People cannot care about kids starving in Yemen if they don’t know kids are starving in Yemen. That’s where you come in.
“Losing my child while I am watching is breaking my heart,” Mohammed Yousuf says as he tries to calm his crying son. “I feel so worried for my son. I won’t rest until my son is completely healed.”
Yousuf lives in Yemen. His 1-year-old son, Abdullah, has been at a health facility in Sanaa, the capital, where doctors are feeding him reconstituted milk from powder formulated for children with malnutrition to keep him alive.
On Dec. 5, Abdullah weighed 6 pounds on his fifth day of treatment for severe acute malnutrition, says his attending clinician, Dr. Abdelmalek Mohammed. That’s less than one-third of the average weight for his age. The doctor’s diagnosis of severe acute malnutrition is a medical classification reserved for the worst cases. Yousuf and his wife, Fadiah, traveled 15 hours by bus through dozens of military checkpoints to bring their child to the facility in Sanaa. He spoke to NPR by phone.
(NPR has withheld the family names of the parents and doctor because of concerns about their safety.)

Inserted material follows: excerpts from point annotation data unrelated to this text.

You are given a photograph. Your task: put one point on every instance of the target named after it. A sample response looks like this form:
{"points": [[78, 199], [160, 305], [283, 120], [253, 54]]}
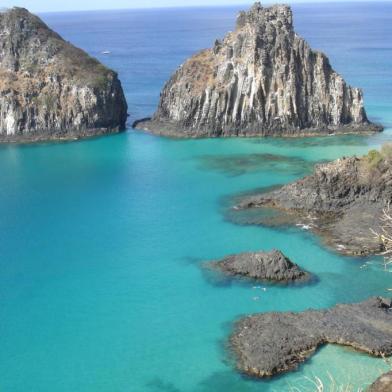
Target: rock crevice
{"points": [[261, 79]]}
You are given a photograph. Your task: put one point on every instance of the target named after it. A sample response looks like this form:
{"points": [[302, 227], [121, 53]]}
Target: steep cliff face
{"points": [[50, 89], [262, 79]]}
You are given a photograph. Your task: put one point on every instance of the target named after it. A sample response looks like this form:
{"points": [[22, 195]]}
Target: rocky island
{"points": [[49, 89], [382, 384], [270, 343], [341, 201], [262, 79], [262, 266]]}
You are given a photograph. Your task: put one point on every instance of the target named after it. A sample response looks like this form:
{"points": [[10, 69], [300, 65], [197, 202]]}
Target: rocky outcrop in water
{"points": [[270, 266], [341, 201], [271, 343], [50, 89], [261, 79], [382, 384]]}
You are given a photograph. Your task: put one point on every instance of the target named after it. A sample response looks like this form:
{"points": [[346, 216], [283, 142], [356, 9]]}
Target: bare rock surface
{"points": [[271, 343], [263, 266], [341, 201], [261, 79], [50, 89]]}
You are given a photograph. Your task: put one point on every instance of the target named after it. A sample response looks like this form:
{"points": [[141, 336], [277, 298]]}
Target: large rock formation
{"points": [[341, 201], [261, 79], [271, 343], [50, 89], [264, 266]]}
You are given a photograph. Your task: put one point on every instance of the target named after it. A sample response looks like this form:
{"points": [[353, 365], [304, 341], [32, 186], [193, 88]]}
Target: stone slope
{"points": [[50, 89], [261, 79], [270, 343], [341, 201]]}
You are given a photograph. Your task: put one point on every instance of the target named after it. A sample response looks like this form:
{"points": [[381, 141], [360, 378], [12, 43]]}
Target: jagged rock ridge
{"points": [[50, 89], [270, 343], [261, 79], [263, 266]]}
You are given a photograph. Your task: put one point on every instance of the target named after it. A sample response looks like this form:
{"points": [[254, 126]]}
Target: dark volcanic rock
{"points": [[341, 201], [50, 89], [382, 384], [274, 266], [271, 343], [261, 79]]}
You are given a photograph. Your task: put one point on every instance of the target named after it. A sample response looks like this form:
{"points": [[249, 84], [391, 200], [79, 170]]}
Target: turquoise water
{"points": [[102, 240]]}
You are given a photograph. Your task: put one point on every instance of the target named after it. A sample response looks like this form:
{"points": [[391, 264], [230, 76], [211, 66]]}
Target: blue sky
{"points": [[53, 5]]}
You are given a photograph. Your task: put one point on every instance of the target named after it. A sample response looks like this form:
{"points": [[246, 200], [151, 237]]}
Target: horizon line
{"points": [[168, 7]]}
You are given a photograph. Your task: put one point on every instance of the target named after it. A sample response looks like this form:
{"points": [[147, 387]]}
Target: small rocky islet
{"points": [[341, 201], [382, 384], [262, 79], [51, 90], [271, 266], [271, 343]]}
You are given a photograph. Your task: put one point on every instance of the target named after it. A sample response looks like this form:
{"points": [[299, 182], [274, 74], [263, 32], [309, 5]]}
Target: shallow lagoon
{"points": [[102, 240]]}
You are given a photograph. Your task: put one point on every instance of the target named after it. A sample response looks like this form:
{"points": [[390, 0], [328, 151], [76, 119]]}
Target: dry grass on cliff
{"points": [[199, 70]]}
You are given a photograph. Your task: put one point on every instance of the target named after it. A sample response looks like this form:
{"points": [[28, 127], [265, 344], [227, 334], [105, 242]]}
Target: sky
{"points": [[76, 5]]}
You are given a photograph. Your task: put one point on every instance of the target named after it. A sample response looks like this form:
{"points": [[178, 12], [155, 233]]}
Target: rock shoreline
{"points": [[271, 343], [341, 201]]}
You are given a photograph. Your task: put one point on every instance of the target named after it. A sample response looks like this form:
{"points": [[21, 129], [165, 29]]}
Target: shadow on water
{"points": [[238, 164], [317, 141]]}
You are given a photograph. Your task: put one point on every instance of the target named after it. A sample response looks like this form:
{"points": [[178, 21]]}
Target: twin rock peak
{"points": [[262, 79]]}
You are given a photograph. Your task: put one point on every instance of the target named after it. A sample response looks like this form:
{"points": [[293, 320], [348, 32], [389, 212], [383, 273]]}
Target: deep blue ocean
{"points": [[102, 240]]}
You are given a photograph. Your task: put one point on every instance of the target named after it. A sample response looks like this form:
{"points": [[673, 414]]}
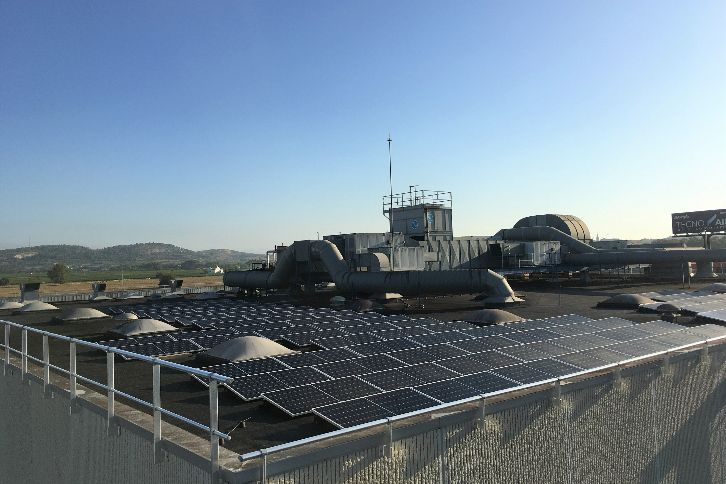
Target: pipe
{"points": [[544, 233], [583, 254], [404, 282]]}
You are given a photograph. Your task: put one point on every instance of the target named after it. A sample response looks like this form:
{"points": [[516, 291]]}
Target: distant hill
{"points": [[143, 256]]}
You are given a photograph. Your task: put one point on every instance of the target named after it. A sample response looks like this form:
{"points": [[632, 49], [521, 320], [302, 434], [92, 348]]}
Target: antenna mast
{"points": [[390, 208]]}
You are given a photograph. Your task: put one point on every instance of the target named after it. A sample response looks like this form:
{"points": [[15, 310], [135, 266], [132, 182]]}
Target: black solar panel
{"points": [[300, 359], [447, 391], [352, 413], [426, 354], [554, 367], [390, 379], [300, 376], [523, 374], [300, 400], [384, 346], [402, 401], [251, 387], [486, 382], [428, 372], [379, 362], [260, 365], [347, 388], [582, 360]]}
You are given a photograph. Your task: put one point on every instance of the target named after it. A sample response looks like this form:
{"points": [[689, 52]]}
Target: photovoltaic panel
{"points": [[341, 369], [300, 359], [352, 413], [390, 379], [573, 329], [300, 400], [447, 391], [300, 376], [583, 360], [708, 331], [680, 338], [251, 387], [402, 401], [379, 362], [428, 372], [384, 346], [495, 359], [585, 341], [524, 353], [336, 354], [554, 367], [464, 365], [549, 348], [532, 336], [523, 374], [177, 347], [486, 382], [347, 388], [227, 369], [260, 365], [609, 323]]}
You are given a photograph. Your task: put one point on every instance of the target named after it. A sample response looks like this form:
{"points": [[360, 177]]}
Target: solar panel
{"points": [[486, 382], [532, 336], [347, 388], [523, 374], [352, 413], [337, 354], [402, 401], [583, 360], [251, 387], [300, 400], [447, 391], [609, 323], [300, 359], [428, 372], [495, 359], [429, 353], [554, 367], [260, 365], [384, 346], [177, 347], [300, 376], [340, 369], [378, 362], [390, 379]]}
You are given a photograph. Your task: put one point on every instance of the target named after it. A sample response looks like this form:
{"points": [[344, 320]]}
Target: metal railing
{"points": [[482, 403], [74, 297], [213, 379]]}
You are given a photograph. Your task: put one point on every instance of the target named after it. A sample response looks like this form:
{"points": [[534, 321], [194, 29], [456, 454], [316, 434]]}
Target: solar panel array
{"points": [[360, 367]]}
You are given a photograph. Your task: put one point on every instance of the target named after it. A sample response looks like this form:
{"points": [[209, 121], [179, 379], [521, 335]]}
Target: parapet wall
{"points": [[41, 440]]}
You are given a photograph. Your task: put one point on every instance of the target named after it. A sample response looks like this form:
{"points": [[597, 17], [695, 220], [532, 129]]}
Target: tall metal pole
{"points": [[390, 208]]}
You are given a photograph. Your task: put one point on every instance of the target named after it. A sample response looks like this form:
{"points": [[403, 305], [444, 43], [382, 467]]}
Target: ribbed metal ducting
{"points": [[568, 224], [403, 282]]}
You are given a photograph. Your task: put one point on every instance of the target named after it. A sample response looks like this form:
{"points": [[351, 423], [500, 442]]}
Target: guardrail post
{"points": [[481, 413], [73, 389], [388, 446], [24, 354], [213, 427], [111, 384], [157, 412], [46, 363], [7, 349]]}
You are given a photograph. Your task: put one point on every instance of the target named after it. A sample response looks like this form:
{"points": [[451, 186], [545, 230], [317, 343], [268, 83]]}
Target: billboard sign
{"points": [[699, 222]]}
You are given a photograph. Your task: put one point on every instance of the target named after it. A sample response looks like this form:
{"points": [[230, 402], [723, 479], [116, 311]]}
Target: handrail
{"points": [[556, 381], [213, 378]]}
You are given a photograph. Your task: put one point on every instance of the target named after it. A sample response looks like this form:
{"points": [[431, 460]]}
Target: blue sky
{"points": [[243, 124]]}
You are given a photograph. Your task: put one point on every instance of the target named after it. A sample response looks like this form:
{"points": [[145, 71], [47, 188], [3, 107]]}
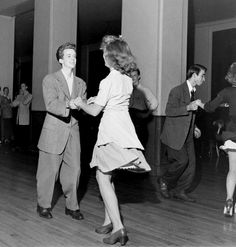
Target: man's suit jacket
{"points": [[23, 112], [178, 120], [59, 120]]}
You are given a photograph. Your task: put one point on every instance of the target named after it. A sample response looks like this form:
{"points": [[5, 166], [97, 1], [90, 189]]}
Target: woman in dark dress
{"points": [[228, 96]]}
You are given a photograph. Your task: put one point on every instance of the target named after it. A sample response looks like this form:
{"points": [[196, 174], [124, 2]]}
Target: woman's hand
{"points": [[78, 101], [91, 100]]}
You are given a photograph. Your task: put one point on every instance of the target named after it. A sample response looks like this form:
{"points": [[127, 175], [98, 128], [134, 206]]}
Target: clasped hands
{"points": [[76, 103], [193, 106]]}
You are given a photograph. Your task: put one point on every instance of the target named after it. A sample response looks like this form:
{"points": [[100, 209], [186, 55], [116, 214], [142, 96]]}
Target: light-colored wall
{"points": [[157, 34], [7, 26], [55, 23]]}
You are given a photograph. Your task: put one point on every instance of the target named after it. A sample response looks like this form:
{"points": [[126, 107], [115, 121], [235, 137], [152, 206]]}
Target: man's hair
{"points": [[196, 68], [60, 50]]}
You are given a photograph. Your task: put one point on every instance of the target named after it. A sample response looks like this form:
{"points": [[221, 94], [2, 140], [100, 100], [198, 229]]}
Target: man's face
{"points": [[200, 78], [6, 91], [69, 59], [23, 87], [135, 77]]}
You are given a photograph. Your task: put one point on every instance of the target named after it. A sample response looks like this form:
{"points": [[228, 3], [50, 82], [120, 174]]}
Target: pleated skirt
{"points": [[111, 156]]}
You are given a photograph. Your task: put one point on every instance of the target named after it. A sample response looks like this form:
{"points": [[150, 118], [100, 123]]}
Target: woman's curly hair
{"points": [[118, 54]]}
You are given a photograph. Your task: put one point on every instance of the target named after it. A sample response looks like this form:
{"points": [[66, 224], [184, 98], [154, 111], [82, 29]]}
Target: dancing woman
{"points": [[228, 96], [117, 146]]}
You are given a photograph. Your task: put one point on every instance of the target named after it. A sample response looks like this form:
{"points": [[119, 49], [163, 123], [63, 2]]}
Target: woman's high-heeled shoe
{"points": [[229, 208], [104, 229], [118, 236]]}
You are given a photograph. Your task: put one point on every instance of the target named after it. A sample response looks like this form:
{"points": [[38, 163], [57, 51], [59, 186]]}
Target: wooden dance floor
{"points": [[150, 220]]}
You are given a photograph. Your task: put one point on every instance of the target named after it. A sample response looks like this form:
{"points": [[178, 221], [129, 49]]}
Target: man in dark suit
{"points": [[178, 132], [59, 142]]}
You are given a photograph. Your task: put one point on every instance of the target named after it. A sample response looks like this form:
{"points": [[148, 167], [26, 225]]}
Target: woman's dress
{"points": [[227, 95], [117, 143]]}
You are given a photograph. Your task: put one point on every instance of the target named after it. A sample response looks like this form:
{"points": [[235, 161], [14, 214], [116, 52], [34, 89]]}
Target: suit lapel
{"points": [[186, 92], [63, 84], [74, 93]]}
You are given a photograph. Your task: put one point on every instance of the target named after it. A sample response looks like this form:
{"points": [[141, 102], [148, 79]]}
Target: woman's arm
{"points": [[91, 109]]}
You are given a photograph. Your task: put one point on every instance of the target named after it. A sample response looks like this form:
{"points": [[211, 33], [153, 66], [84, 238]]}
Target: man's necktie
{"points": [[192, 96]]}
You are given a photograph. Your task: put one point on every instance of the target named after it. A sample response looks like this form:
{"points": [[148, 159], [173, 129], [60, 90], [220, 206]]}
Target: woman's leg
{"points": [[107, 190], [231, 176]]}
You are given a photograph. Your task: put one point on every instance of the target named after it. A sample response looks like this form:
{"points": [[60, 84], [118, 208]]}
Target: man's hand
{"points": [[91, 100], [72, 104], [197, 132], [199, 103], [192, 106], [78, 101]]}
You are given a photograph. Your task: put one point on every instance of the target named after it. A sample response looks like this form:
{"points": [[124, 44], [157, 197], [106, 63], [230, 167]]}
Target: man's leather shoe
{"points": [[75, 214], [183, 197], [104, 229], [164, 189], [44, 212]]}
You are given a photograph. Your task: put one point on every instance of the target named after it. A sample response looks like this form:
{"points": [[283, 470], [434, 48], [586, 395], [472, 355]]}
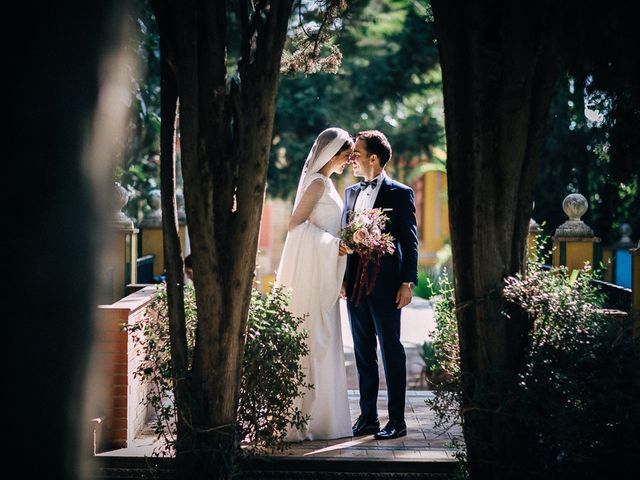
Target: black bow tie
{"points": [[372, 183]]}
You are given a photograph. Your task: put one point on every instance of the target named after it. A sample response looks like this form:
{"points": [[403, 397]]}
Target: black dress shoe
{"points": [[365, 426], [392, 430]]}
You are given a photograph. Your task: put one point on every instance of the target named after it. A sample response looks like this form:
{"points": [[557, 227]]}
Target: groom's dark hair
{"points": [[377, 144]]}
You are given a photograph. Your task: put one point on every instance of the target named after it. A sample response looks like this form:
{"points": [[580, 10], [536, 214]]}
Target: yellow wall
{"points": [[435, 216]]}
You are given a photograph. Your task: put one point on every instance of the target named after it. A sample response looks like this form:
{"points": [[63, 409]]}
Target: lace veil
{"points": [[327, 144]]}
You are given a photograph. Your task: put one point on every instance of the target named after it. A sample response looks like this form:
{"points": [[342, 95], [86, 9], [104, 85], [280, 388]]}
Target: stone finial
{"points": [[153, 218], [534, 227], [574, 206], [120, 198]]}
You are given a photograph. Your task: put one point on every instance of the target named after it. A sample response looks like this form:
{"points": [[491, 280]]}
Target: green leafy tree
{"points": [[223, 107], [501, 61], [385, 82]]}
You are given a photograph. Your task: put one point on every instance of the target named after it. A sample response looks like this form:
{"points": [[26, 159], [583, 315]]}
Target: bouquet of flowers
{"points": [[364, 236]]}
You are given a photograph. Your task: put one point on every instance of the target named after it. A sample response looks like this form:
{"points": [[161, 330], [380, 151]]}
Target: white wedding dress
{"points": [[311, 267]]}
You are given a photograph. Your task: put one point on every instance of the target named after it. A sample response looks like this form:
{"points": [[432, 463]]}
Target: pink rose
{"points": [[360, 235]]}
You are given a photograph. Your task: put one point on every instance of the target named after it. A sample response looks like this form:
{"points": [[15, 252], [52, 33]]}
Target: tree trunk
{"points": [[171, 240], [498, 75], [225, 140]]}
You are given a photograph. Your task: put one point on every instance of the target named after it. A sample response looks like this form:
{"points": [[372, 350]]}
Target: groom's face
{"points": [[360, 159]]}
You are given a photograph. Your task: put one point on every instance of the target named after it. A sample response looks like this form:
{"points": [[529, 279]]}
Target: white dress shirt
{"points": [[367, 196]]}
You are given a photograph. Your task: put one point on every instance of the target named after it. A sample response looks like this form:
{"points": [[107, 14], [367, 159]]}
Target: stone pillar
{"points": [[635, 287], [574, 242], [121, 253], [151, 231]]}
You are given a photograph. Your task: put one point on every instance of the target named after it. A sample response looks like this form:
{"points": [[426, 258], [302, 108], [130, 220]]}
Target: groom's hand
{"points": [[403, 297], [343, 249]]}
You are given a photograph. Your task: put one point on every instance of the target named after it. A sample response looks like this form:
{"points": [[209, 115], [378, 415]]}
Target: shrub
{"points": [[271, 373], [429, 284], [578, 390]]}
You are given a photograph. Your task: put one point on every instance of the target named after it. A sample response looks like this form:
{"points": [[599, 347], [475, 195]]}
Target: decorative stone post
{"points": [[574, 242], [151, 230], [635, 287], [122, 251]]}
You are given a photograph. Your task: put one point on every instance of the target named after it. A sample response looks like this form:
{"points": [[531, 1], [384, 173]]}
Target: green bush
{"points": [[578, 392], [429, 284], [271, 373]]}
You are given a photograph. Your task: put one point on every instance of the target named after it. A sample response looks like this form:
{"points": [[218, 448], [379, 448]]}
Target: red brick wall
{"points": [[119, 397]]}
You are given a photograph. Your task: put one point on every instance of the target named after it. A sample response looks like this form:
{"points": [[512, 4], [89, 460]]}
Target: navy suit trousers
{"points": [[378, 318]]}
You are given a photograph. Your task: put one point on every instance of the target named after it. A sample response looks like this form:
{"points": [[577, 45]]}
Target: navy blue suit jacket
{"points": [[402, 266]]}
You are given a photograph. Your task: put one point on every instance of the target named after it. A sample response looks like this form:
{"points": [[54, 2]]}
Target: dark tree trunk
{"points": [[59, 188], [498, 73], [172, 250], [225, 140]]}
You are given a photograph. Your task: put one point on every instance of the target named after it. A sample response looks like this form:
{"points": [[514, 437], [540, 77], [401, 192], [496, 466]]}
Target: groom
{"points": [[378, 314]]}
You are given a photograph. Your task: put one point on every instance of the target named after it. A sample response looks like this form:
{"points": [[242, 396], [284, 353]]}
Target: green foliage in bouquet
{"points": [[271, 373]]}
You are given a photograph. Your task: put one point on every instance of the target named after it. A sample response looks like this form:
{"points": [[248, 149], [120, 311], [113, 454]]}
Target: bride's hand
{"points": [[343, 249]]}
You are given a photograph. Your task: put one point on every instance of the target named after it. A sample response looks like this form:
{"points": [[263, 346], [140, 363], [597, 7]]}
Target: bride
{"points": [[312, 264]]}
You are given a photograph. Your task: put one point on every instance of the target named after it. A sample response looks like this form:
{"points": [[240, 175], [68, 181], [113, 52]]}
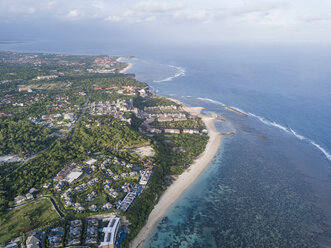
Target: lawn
{"points": [[25, 219]]}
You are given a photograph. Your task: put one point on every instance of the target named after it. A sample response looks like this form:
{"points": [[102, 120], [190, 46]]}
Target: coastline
{"points": [[129, 65], [186, 179]]}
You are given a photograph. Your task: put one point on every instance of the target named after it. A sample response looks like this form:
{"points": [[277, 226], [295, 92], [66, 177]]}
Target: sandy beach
{"points": [[126, 68], [184, 180], [129, 65]]}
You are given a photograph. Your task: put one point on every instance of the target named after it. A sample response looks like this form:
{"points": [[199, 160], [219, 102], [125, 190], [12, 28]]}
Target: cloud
{"points": [[260, 7], [158, 7], [310, 18], [114, 18]]}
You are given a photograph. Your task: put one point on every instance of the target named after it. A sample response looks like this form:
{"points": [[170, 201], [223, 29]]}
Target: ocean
{"points": [[270, 184]]}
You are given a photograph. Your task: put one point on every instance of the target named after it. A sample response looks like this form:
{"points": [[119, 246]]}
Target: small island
{"points": [[88, 153]]}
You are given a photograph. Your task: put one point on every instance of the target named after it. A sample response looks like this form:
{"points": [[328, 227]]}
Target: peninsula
{"points": [[93, 147]]}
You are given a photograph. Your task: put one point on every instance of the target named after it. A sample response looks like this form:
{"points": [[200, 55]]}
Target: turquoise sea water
{"points": [[270, 184]]}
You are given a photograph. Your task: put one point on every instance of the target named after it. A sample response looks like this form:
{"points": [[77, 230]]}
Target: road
{"points": [[72, 132]]}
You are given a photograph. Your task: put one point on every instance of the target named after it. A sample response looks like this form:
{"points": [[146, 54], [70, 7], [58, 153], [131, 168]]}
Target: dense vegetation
{"points": [[91, 135], [26, 218], [22, 136]]}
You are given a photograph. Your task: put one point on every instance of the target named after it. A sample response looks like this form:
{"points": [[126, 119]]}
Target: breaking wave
{"points": [[294, 133], [274, 124], [210, 100], [180, 72]]}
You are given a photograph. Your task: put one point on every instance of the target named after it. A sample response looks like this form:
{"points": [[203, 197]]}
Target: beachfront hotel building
{"points": [[110, 232]]}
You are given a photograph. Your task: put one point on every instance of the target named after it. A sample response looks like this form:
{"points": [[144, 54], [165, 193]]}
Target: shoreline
{"points": [[184, 180], [129, 65]]}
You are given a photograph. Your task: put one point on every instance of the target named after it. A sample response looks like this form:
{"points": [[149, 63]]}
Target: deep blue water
{"points": [[270, 184]]}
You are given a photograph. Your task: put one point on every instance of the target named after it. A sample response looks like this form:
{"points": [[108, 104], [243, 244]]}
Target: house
{"points": [[32, 242], [172, 131], [93, 208], [24, 89], [69, 116], [107, 206], [19, 199], [91, 161], [29, 196], [33, 190]]}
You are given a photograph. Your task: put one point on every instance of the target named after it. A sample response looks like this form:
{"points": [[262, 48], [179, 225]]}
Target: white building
{"points": [[110, 231]]}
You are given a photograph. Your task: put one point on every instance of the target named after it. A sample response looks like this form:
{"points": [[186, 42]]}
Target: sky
{"points": [[168, 21]]}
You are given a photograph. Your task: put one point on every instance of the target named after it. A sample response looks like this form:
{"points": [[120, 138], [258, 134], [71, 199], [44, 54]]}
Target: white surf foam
{"points": [[210, 100], [300, 137], [270, 123], [180, 72], [273, 124], [328, 155], [291, 131]]}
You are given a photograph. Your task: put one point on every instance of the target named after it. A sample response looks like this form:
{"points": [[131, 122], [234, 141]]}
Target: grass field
{"points": [[25, 219]]}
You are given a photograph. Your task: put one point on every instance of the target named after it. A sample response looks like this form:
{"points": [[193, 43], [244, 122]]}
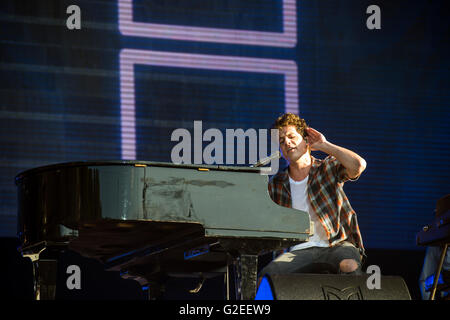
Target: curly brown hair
{"points": [[290, 119]]}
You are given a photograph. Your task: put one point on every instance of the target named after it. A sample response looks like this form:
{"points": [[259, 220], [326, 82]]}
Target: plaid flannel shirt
{"points": [[327, 198]]}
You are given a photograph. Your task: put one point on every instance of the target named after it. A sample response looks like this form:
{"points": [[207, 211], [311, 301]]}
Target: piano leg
{"points": [[45, 268], [438, 272], [247, 276]]}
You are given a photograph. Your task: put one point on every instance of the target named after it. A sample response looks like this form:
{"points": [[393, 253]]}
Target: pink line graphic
{"points": [[130, 57], [287, 38]]}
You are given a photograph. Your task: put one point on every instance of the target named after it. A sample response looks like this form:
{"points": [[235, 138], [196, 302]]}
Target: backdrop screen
{"points": [[135, 71]]}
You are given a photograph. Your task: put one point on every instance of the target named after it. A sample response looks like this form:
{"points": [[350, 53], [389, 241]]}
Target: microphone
{"points": [[264, 161]]}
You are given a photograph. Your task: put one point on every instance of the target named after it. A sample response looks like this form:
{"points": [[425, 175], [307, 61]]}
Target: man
{"points": [[316, 186]]}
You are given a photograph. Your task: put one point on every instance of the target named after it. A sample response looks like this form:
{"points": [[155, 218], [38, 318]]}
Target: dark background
{"points": [[382, 93]]}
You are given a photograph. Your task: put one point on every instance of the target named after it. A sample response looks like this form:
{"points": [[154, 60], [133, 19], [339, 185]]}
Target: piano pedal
{"points": [[199, 286]]}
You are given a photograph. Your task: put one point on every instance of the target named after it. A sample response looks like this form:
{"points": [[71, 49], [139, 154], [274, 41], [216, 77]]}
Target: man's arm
{"points": [[353, 163]]}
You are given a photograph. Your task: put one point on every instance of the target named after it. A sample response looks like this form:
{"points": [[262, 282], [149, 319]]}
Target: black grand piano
{"points": [[151, 219]]}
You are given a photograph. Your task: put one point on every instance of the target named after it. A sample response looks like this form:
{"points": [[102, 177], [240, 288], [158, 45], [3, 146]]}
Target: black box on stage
{"points": [[336, 287]]}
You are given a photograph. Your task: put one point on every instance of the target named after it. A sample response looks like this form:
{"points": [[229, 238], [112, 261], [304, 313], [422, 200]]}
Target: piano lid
{"points": [[227, 201]]}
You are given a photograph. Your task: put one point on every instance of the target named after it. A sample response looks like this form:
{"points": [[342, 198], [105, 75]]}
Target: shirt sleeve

In Yemen today, 1 in 5 children are severely malnourished, according to U.N. reports. The 5-year-old civil war has caused the country to plunge deeper into poverty that has been exacerbated by floods and locusts. And even when there is food available, a 3-year-old, Saudi-led blockade restricts goods coming into the country by land, sea and air. The resulting delays increase the cost of basic necessities such as food.
And for many Yemenis, any price is too high. Yousuf lost his job as a farm laborer last year when farmers couldn’t get diesel — required to run the pumps for irrigation and drinking water — because of fuel shortages caused by the war. Now his family depends completely on aid, which he says allows them to eat one small daily meal.